Wednesday, December 07, 2005

rEmerson Biguns

19 year old woman who is 26 weeks pregnant presented with 2 weeks of progressive shortness of breath, which was worse lying down and better sitting up and leaning forward. + wheezing. No fever/chills/sweats. No weight loss. No cough/sputum production.

No past medical history/social history/family history of significance.

The exam was notable only for inspiratory and expriatory wheezing.








9 comments - CLICK HERE to read & add your own!:

Baleeiro said...

That's huge! Any previous CxRays or any symptoms before pregnancy?

Jeff H said...

No previous films or symptoms, and her pregnancy has been uncomplicated.

Arenberg said...

To say this is an anterior mediastinal mass would be like saying the statue of liberty is a figurine. This sucka is big. I would suspect lymphoma.

We had a lady a few years back on the pulmonary service in whom we diagnosed a lymphoma during her pregnancy. She went on to get CHOP for four cycles and deliver a beautiful healthy baby girl in spite of it. After about twelve weeks gestation, I am told that the fetus just laughs off the chemotherapy. Interesting when you consider that the baby is growing at least as fast as the lymphoma at that point.

Mike L said...

Just out of curiosity, how did the surgeons do the biopsy... general anesthesia or local?
Any role for debriding that first as it puts her (and her baby) at risk for SVC syndrome, in-situ thrombus dev'pt in the Pulmonary Artery, etc?

Jeff H said...

Mike, you bring up a great point regarding biopsies, as there was a lot of discussion about the best approach. The fist thing we did was a thoracentesis to send for flow, while calling the thoracic surgeon.

Because of the airway comprimise (distal trachea and both main stem bronchi are significantly compressed) there was a fear that general aneshesia could lead to loss of the airway distal to any endotracheal tube. We considered CT-guided core biopsies, but the patient could not lay down. So, the biopsy was done via a mini-thoracotomy under local anesthesia with the patient sitting up.

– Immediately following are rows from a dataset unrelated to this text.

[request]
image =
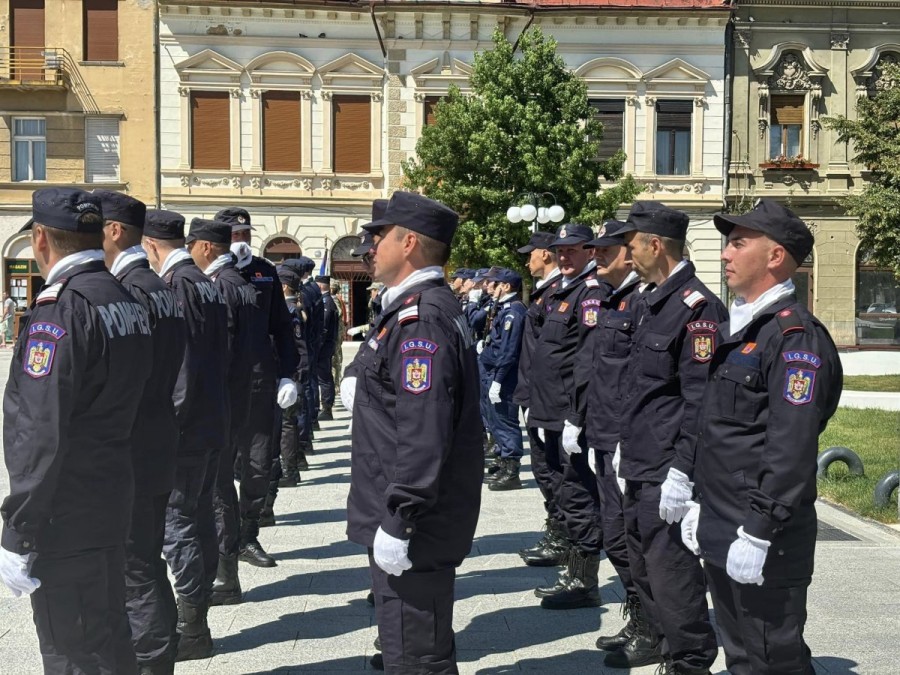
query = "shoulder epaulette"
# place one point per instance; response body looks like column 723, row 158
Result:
column 693, row 298
column 50, row 294
column 788, row 321
column 410, row 310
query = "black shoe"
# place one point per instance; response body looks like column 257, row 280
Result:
column 612, row 642
column 227, row 586
column 253, row 553
column 194, row 639
column 581, row 589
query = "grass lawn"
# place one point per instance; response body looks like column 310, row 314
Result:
column 874, row 435
column 872, row 382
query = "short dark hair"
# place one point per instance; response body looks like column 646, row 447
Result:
column 67, row 242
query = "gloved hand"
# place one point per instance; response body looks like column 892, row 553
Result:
column 15, row 570
column 617, row 457
column 689, row 528
column 570, row 438
column 746, row 558
column 287, row 392
column 494, row 393
column 348, row 392
column 674, row 495
column 391, row 554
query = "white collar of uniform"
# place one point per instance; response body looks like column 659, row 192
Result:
column 550, row 277
column 587, row 268
column 70, row 261
column 217, row 264
column 632, row 275
column 175, row 257
column 126, row 257
column 417, row 277
column 743, row 312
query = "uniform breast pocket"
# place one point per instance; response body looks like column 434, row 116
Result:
column 739, row 395
column 656, row 360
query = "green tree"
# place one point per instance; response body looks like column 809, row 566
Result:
column 526, row 127
column 875, row 136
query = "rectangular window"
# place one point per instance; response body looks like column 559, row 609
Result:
column 352, row 134
column 210, row 130
column 281, row 130
column 429, row 105
column 29, row 149
column 786, row 126
column 673, row 137
column 611, row 113
column 101, row 30
column 102, row 149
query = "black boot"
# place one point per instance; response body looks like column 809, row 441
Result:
column 611, row 642
column 582, row 589
column 227, row 586
column 561, row 581
column 194, row 639
column 251, row 550
column 508, row 479
column 642, row 648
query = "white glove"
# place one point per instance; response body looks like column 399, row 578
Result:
column 15, row 570
column 391, row 554
column 287, row 392
column 617, row 458
column 348, row 392
column 570, row 438
column 746, row 558
column 674, row 495
column 689, row 528
column 494, row 393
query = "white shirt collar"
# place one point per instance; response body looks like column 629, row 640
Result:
column 743, row 313
column 126, row 257
column 65, row 264
column 424, row 274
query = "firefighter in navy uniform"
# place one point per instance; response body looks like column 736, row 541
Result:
column 774, row 382
column 148, row 594
column 75, row 385
column 201, row 408
column 274, row 359
column 331, row 319
column 675, row 337
column 208, row 243
column 555, row 418
column 553, row 545
column 500, row 371
column 415, row 489
column 608, row 346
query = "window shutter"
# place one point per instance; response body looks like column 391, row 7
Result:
column 352, row 134
column 101, row 30
column 281, row 130
column 674, row 114
column 611, row 114
column 429, row 104
column 102, row 152
column 210, row 130
column 787, row 109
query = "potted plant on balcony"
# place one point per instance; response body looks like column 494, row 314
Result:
column 785, row 163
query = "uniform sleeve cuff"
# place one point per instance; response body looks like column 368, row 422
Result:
column 757, row 525
column 15, row 542
column 397, row 527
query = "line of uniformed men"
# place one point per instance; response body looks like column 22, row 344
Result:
column 149, row 375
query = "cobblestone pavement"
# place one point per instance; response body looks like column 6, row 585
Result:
column 309, row 614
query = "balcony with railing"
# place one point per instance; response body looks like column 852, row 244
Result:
column 31, row 68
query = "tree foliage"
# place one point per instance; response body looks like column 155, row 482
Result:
column 526, row 127
column 875, row 136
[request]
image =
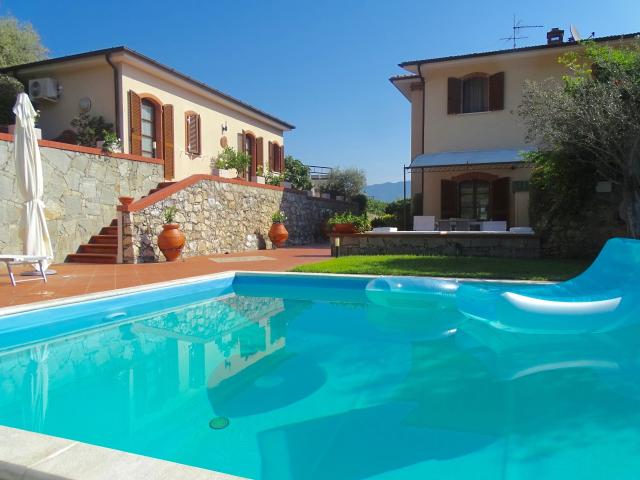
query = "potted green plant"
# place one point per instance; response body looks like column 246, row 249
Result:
column 273, row 178
column 171, row 240
column 222, row 165
column 259, row 176
column 348, row 223
column 110, row 142
column 230, row 164
column 278, row 234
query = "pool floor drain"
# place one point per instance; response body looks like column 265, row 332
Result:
column 218, row 423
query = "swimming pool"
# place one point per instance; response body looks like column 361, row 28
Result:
column 324, row 377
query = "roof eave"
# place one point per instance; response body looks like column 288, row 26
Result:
column 414, row 63
column 285, row 126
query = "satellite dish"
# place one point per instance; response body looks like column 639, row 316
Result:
column 575, row 34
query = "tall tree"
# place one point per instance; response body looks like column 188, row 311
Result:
column 593, row 116
column 19, row 43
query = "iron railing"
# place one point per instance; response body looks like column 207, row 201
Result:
column 318, row 172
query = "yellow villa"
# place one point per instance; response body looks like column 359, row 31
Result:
column 156, row 111
column 466, row 138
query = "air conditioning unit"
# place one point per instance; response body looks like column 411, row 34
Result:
column 43, row 89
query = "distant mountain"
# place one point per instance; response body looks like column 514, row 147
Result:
column 387, row 192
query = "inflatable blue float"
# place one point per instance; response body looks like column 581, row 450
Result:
column 603, row 298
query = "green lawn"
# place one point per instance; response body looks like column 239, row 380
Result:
column 461, row 267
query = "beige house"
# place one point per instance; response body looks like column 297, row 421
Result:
column 156, row 111
column 466, row 137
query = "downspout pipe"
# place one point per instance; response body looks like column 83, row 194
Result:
column 116, row 94
column 424, row 103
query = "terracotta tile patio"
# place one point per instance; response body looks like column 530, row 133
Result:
column 77, row 279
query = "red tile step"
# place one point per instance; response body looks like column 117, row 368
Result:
column 98, row 248
column 103, row 248
column 91, row 258
column 104, row 239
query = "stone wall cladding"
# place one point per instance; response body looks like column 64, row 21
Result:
column 219, row 217
column 505, row 246
column 81, row 194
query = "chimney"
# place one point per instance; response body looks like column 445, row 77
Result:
column 555, row 36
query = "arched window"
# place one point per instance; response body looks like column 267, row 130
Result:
column 475, row 93
column 473, row 199
column 250, row 148
column 148, row 131
column 192, row 133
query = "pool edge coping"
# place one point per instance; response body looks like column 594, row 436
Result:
column 46, row 456
column 27, row 307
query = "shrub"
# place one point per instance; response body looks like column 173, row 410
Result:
column 385, row 220
column 90, row 130
column 19, row 43
column 111, row 142
column 169, row 214
column 376, row 207
column 362, row 201
column 297, row 173
column 347, row 182
column 565, row 209
column 9, row 89
column 360, row 222
column 229, row 158
column 273, row 178
column 278, row 217
column 400, row 210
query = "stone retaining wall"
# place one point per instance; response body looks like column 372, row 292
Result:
column 218, row 217
column 474, row 244
column 81, row 194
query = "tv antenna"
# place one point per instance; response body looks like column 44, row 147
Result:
column 575, row 34
column 517, row 27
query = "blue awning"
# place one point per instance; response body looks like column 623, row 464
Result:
column 469, row 157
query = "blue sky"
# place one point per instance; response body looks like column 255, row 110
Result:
column 321, row 65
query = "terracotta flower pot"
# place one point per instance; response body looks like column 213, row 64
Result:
column 278, row 234
column 344, row 228
column 171, row 241
column 325, row 229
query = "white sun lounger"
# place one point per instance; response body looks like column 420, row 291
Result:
column 10, row 260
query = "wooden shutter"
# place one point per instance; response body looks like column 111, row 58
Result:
column 272, row 164
column 281, row 160
column 499, row 202
column 496, row 91
column 192, row 130
column 167, row 141
column 135, row 123
column 454, row 95
column 259, row 158
column 448, row 199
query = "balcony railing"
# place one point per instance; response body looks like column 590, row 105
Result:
column 319, row 173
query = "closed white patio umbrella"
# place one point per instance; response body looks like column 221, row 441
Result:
column 34, row 232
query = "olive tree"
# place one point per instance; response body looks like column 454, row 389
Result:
column 593, row 116
column 19, row 43
column 348, row 182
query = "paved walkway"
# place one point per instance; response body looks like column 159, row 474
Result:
column 77, row 279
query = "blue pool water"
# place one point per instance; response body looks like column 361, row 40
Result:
column 322, row 379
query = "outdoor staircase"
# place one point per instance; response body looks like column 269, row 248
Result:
column 103, row 248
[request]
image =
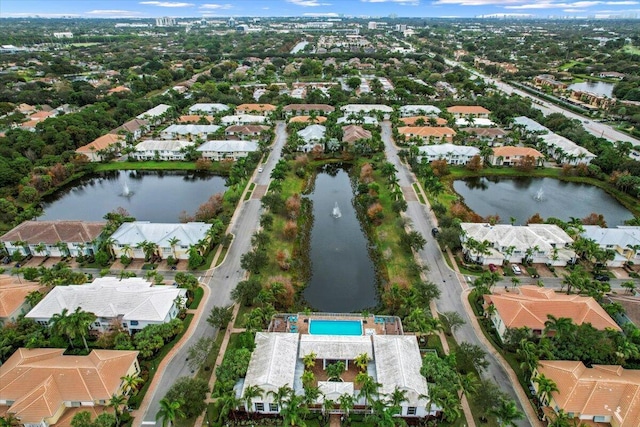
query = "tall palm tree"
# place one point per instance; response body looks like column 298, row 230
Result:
column 507, row 413
column 169, row 411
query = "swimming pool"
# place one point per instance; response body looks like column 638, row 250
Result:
column 335, row 327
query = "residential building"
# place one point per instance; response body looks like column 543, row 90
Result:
column 100, row 148
column 208, row 109
column 600, row 394
column 538, row 243
column 466, row 111
column 623, row 240
column 260, row 109
column 54, row 238
column 134, row 128
column 243, row 119
column 512, row 156
column 531, row 307
column 427, row 134
column 424, row 120
column 131, row 303
column 13, row 294
column 246, row 131
column 166, row 149
column 353, row 133
column 453, row 154
column 42, row 387
column 395, row 363
column 307, row 109
column 189, row 132
column 419, row 110
column 169, row 239
column 219, row 150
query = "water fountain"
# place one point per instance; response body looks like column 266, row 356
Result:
column 539, row 195
column 336, row 211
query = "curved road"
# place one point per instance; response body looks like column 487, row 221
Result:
column 220, row 280
column 439, row 272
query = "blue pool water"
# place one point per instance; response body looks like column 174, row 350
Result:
column 335, row 327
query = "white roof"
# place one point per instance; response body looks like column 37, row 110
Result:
column 367, row 108
column 191, row 129
column 366, row 120
column 229, row 146
column 337, row 347
column 398, row 364
column 520, row 237
column 529, row 124
column 477, row 122
column 243, row 118
column 273, row 362
column 132, row 233
column 163, row 145
column 619, row 236
column 156, row 111
column 426, row 109
column 447, row 149
column 133, row 298
column 313, row 132
column 208, row 108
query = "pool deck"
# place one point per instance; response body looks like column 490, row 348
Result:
column 371, row 325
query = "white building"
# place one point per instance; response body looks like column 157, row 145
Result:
column 419, row 110
column 453, row 154
column 208, row 109
column 161, row 149
column 132, row 303
column 538, row 243
column 189, row 132
column 218, row 150
column 170, row 239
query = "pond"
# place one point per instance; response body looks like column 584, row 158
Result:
column 600, row 88
column 342, row 273
column 156, row 196
column 522, row 197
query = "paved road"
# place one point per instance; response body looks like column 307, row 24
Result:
column 439, row 272
column 600, row 130
column 222, row 279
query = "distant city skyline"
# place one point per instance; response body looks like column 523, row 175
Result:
column 318, row 8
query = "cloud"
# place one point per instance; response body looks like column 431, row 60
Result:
column 214, row 6
column 113, row 12
column 308, row 3
column 167, row 3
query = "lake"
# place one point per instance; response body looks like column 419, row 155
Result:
column 156, row 196
column 600, row 88
column 522, row 197
column 343, row 275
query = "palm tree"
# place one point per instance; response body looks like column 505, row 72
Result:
column 546, row 386
column 116, row 403
column 507, row 413
column 169, row 411
column 131, row 383
column 250, row 393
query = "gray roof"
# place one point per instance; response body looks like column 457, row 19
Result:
column 133, row 298
column 335, row 346
column 132, row 233
column 229, row 146
column 398, row 364
column 273, row 362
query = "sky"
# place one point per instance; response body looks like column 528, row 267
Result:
column 317, row 8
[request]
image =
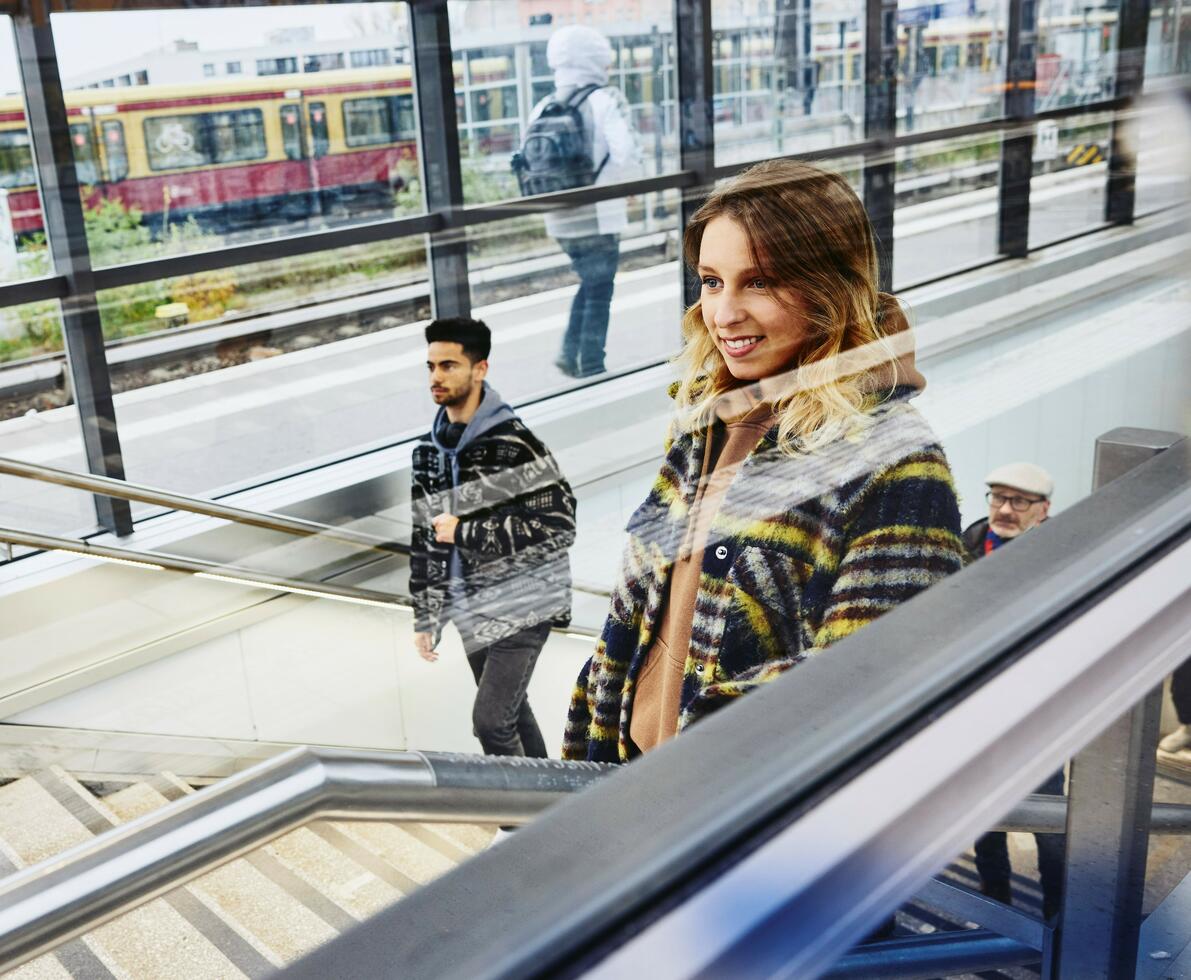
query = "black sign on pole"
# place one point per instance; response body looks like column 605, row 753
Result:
column 880, row 128
column 1017, row 148
column 696, row 117
column 1130, row 73
column 82, row 331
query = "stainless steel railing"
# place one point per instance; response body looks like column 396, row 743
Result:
column 178, row 501
column 68, row 894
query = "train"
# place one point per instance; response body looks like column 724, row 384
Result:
column 230, row 155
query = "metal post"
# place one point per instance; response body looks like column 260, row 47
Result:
column 1017, row 149
column 1130, row 72
column 1110, row 797
column 696, row 103
column 880, row 126
column 82, row 331
column 442, row 174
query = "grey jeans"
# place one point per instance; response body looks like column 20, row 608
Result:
column 502, row 717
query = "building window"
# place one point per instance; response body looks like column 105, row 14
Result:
column 385, row 119
column 204, row 138
column 276, row 66
column 372, row 58
column 323, row 62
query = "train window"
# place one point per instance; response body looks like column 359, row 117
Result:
column 114, row 149
column 381, row 119
column 291, row 131
column 82, row 141
column 175, row 141
column 320, row 141
column 237, row 135
column 366, row 122
column 16, row 160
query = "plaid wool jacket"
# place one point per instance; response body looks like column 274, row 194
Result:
column 804, row 551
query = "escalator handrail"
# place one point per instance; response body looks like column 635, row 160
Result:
column 139, row 493
column 66, row 896
column 612, row 866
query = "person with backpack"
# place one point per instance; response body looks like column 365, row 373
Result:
column 581, row 135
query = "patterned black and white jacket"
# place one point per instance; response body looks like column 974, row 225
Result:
column 507, row 569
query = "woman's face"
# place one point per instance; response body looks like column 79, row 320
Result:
column 756, row 331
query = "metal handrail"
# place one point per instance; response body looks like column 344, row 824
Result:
column 178, row 501
column 68, row 894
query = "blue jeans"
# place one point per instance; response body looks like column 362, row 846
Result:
column 594, row 258
column 992, row 859
column 502, row 717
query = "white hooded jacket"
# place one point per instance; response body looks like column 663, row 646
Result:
column 580, row 56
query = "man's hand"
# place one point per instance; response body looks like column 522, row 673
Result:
column 444, row 528
column 424, row 643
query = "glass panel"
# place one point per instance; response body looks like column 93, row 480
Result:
column 783, row 85
column 1067, row 189
column 198, row 158
column 1163, row 149
column 951, row 68
column 22, row 239
column 946, row 217
column 498, row 98
column 38, row 422
column 273, row 412
column 625, row 312
column 1077, row 52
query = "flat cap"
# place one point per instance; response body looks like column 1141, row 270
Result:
column 1023, row 476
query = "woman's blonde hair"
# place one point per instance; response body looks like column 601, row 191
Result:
column 810, row 237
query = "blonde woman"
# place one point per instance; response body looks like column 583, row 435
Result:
column 800, row 497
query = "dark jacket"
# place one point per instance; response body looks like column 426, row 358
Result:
column 973, row 540
column 804, row 551
column 507, row 569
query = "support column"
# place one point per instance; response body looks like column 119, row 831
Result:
column 1017, row 148
column 1130, row 73
column 442, row 174
column 696, row 105
column 1110, row 800
column 880, row 126
column 82, row 331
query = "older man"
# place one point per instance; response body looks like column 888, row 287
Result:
column 1018, row 499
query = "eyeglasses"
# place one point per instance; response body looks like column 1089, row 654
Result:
column 1016, row 503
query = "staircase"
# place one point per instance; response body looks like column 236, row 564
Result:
column 245, row 918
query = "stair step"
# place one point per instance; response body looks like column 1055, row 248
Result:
column 41, row 817
column 251, row 893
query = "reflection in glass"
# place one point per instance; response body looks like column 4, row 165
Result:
column 785, row 86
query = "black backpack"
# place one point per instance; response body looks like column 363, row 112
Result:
column 555, row 155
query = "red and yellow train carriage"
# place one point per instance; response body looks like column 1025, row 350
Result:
column 232, row 154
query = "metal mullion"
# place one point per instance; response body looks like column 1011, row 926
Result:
column 1130, row 73
column 273, row 249
column 32, row 291
column 880, row 128
column 696, row 119
column 82, row 330
column 1017, row 150
column 440, row 153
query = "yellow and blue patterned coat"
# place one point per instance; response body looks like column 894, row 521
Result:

As for SVC syndrome, there were no indications/symptoms of that on presentation. However, if you look at the contrast-enhanced CT scan, you will see that the right PA is significantly compressed. She did have evidence of RV strain on an echo.

I'll leave some more time for comments, and tomorrow I will post the diagnosis and a bit of follow-up.

Eugene O said...

Hodgkin is more common than non-Hodgkin during pregnancy. I hope this is Hodgkin because many pregnant patients with newly diagnosed Hodgkin can be cured.

Jeff H said...

I'll wrap this one up. The thoracentesis suprisingly yielded only 4cc--the differential was almost all lymphocytes, but it was not enough for flow cytometry.

The surgical biopsy showed a non-hodgekin's T-cell lymphoblastic lymphoma. She received a few doses of IV Decadron (see the post-decadron CXR that I've added), and is now receiving CHOP. The hope is to get the baby to 30 weeks, then deliver.

Anonymous said...

At my hospital we had a lady present with lymphoma around her 30th week. We were concerned about CHOP in pregnancy, so decided to go with Rituxan monotherapy. The Rituxan prevented any disease progression and permitted her to carry the baby to term. The week after delivery, we added CHOP to the Rituxan and she is doing well.

Arenberg said...

The reported use of Rituxan interests me. There is substantially more data available for the safe use of CHOP during pregnancy than there is for Rituxan. I'd have been much more worried about the liability of using Rituxan than of CHOP.